For this exhibition, JANG Jaerok highlighted the center of material. He repeatedly said to me, “I want to read this era.” Confucius emphasized the attitude of 近取諸身, which means that one understands the universe through the things near one’s body. Observing the end of the desires of his close friends, or a concrete embodiment of their desires, JANG Jaerok would say, “It seems like their lives are not fun.” Beauty is clearly not maldistributed but ubiquitous. Realization or impression felt in a mind cannot be intruded by earthly prices or social positions because they transcend materials. Beauty that ubiquitously exists is spiritual beauty.
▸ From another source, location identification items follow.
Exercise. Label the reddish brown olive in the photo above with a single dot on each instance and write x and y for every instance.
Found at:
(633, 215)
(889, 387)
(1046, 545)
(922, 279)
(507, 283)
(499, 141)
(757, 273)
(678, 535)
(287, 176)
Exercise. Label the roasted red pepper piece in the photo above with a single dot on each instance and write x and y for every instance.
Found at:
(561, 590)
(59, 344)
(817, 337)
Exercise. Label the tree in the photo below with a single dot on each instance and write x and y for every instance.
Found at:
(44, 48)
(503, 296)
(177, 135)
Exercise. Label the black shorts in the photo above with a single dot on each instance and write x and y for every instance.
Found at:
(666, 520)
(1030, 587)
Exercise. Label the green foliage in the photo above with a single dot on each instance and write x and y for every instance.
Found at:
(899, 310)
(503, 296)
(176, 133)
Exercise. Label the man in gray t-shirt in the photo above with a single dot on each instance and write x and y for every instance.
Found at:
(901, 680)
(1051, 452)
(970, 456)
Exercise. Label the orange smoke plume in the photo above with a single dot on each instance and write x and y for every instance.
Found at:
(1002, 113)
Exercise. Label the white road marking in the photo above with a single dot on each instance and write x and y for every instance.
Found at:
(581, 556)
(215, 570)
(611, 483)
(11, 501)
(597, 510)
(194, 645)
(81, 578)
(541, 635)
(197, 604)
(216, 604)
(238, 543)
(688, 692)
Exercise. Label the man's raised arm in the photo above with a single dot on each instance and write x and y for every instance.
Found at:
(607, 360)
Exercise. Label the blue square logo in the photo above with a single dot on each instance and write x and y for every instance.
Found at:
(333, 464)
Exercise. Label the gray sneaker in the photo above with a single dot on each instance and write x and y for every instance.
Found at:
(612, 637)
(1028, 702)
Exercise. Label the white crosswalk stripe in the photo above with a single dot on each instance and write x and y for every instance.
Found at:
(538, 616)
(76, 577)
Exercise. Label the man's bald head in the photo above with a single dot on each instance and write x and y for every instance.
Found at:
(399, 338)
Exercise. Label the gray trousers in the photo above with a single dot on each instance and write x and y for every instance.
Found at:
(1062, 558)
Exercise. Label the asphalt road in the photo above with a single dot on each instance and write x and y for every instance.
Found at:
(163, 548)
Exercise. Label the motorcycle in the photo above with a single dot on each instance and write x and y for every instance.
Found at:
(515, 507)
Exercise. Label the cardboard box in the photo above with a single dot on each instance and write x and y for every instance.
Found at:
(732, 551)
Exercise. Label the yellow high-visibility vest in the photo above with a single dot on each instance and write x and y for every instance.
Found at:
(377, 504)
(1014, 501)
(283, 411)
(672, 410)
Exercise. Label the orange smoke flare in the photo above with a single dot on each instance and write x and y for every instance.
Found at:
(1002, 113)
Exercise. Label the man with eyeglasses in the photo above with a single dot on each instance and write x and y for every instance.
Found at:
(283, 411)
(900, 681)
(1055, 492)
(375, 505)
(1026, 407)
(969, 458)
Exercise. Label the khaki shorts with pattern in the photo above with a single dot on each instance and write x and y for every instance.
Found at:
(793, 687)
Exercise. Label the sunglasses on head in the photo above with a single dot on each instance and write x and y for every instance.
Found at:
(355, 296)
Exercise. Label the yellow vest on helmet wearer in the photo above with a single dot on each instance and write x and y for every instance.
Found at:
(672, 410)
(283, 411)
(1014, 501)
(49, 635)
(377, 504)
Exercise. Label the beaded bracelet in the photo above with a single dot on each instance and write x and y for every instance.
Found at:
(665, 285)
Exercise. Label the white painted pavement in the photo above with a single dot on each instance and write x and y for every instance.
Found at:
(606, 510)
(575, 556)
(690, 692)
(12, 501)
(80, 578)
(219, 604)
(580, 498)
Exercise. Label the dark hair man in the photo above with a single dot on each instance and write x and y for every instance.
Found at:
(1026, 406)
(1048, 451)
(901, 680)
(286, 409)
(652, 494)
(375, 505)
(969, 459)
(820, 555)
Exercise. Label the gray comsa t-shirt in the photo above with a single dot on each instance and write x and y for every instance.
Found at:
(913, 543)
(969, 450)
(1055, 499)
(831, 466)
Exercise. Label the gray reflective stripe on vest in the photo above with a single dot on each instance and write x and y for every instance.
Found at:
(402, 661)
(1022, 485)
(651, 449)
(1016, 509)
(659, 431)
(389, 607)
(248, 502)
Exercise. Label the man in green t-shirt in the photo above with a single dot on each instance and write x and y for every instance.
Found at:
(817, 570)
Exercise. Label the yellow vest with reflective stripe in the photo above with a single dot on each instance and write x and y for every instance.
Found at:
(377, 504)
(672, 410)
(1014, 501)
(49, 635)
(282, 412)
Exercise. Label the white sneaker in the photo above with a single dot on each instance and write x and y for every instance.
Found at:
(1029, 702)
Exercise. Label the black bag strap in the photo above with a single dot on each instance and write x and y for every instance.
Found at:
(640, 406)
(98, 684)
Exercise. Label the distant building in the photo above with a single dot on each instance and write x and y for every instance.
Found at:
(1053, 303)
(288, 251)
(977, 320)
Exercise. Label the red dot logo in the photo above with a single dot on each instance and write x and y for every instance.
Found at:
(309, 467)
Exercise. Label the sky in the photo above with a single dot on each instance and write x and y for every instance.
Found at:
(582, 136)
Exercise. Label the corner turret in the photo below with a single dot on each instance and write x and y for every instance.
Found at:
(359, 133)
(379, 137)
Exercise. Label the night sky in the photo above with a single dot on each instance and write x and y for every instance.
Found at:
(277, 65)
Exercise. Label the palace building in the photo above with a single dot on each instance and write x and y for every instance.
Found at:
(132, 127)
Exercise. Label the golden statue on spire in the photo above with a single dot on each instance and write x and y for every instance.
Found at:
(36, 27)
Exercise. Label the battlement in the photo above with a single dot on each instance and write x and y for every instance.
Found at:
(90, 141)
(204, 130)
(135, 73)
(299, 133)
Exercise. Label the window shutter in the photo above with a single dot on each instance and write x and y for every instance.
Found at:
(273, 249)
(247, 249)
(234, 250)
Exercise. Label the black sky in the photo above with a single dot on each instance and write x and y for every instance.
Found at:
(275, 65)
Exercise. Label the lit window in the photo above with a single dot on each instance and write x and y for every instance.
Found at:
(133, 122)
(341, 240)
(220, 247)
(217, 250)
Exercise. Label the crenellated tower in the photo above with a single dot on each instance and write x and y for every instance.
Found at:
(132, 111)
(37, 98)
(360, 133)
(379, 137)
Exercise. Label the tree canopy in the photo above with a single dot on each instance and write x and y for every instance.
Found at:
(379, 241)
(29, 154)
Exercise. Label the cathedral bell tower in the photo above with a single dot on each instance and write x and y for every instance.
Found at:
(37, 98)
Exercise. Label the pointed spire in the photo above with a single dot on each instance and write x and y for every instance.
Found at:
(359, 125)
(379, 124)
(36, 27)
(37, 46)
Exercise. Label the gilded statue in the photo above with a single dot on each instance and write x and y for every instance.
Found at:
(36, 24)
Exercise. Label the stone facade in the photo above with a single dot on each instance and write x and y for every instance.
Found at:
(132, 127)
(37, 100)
The canvases onto which JANG Jaerok painted in Indian-ink with the attitude of 近取諸身 connote death, imbalance, sacrifice, and the impossibility of harmony, which are overshadowed in the operation of the Western-centered world and its brilliance. The only way to overcome these gloomy landscapes is to think about the deep meaning of 平和. The word 平和 itself shows its own warm and humble meaning in that people weigh (平) rice (禾) with a scale, divide it, and then eat (口) it. JANG Jaerok currently creates homogeneous paintings overall, and is planning a project to deepen his work. He will deal with people. What a complex meaning the word people has! A person is a social animal but feels lonely among others. The power of revolution is produced from people, but people again fall into the swamp of loneliness. The disquieting beauty of our material civilization and the loneliness of people are now the sun at noon, and we cannot catch the meaning of the situations spread in front of us due to the dazzling sun. However, at least, I hope that the eyes of JANG Jaerok are not swayed by the dazzling light. As I mentioned above, artists must be beings who grasp the crossing of two trends, yin and yang. To reach the step in which JANG Jaerok understands the crossing of the two trends, I hope that he looks ahead into the future.